How To Lose Thigh Fat In 2 Weeks

Ways to efficiently lose thigh fat and to keep it from coming back: maintain a healthy diet and do the right exercises. Keeping this kind of approach does not only help you lose thigh fat but is also beneficial to your overall health. Below are steps you can follow to help you get started to lose the unwanted fat from your thighs. The exercises described will also help you tone and get that smoother appearance for your thighs that you are after.

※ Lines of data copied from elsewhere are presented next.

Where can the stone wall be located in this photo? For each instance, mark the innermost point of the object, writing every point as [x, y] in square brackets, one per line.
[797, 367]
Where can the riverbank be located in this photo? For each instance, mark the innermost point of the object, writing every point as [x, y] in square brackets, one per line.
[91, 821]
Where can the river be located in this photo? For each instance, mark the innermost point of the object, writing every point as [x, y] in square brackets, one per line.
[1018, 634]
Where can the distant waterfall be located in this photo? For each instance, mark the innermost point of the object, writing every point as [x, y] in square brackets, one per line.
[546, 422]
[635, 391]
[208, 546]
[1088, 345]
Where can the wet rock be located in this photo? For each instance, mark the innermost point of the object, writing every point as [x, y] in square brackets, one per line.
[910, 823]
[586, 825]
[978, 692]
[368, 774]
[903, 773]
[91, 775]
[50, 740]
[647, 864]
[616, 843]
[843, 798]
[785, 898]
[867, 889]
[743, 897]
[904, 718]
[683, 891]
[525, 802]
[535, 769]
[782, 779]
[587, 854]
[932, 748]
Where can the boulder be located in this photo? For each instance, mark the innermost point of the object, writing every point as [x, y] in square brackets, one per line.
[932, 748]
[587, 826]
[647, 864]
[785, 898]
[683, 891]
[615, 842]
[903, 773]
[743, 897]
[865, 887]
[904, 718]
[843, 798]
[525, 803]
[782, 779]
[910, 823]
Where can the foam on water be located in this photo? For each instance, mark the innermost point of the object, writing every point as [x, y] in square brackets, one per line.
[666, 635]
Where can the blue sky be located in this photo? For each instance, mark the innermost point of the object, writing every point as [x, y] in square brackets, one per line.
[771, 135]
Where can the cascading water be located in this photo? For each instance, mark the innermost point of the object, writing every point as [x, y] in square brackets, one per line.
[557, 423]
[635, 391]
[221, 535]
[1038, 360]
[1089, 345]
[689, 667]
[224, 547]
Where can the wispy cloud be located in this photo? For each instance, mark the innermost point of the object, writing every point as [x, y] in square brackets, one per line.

The reason that women store fat in their thighs

Before women reach menopause they can tend to store fat in their thighs and hips. This tendency gives women what is called a ‘pear-shaped’ body. The reason some women store fat in this way has an evolutionary reason. When women were cave-dwellers this type of fat storage often helped them through drought and famine. During pregnancy and breastfeeding the body needs approximately 1,000 extra calories a day. So women who easily stored fat in their hips and thighs had an advantage as they could use these extra calories to help them give birth and feed their babies during a drought. This ability to store fat in the thighs and hips was passed down through the generations. This is a contributing factor to why thigh fat may be very difficult to get rid of.

Men store fat in their thighs

Women are not the only ones who suffer from thigh fat. Men can also store fat in this area of the body. Included in this blog are exercises specifically targeted towards men to help them lose their unwanted thigh fat.

Exercises to lose thigh fat for women

Seated Hand Push

Sit on a stable chair. Place your feet on the floor. Your knees should be bent at 90-degree angle. Put your palms on the outside of your knees. Push your knees outward against your palms and simultaneously press inwards with your hands. Hold for one minute while breathing normally.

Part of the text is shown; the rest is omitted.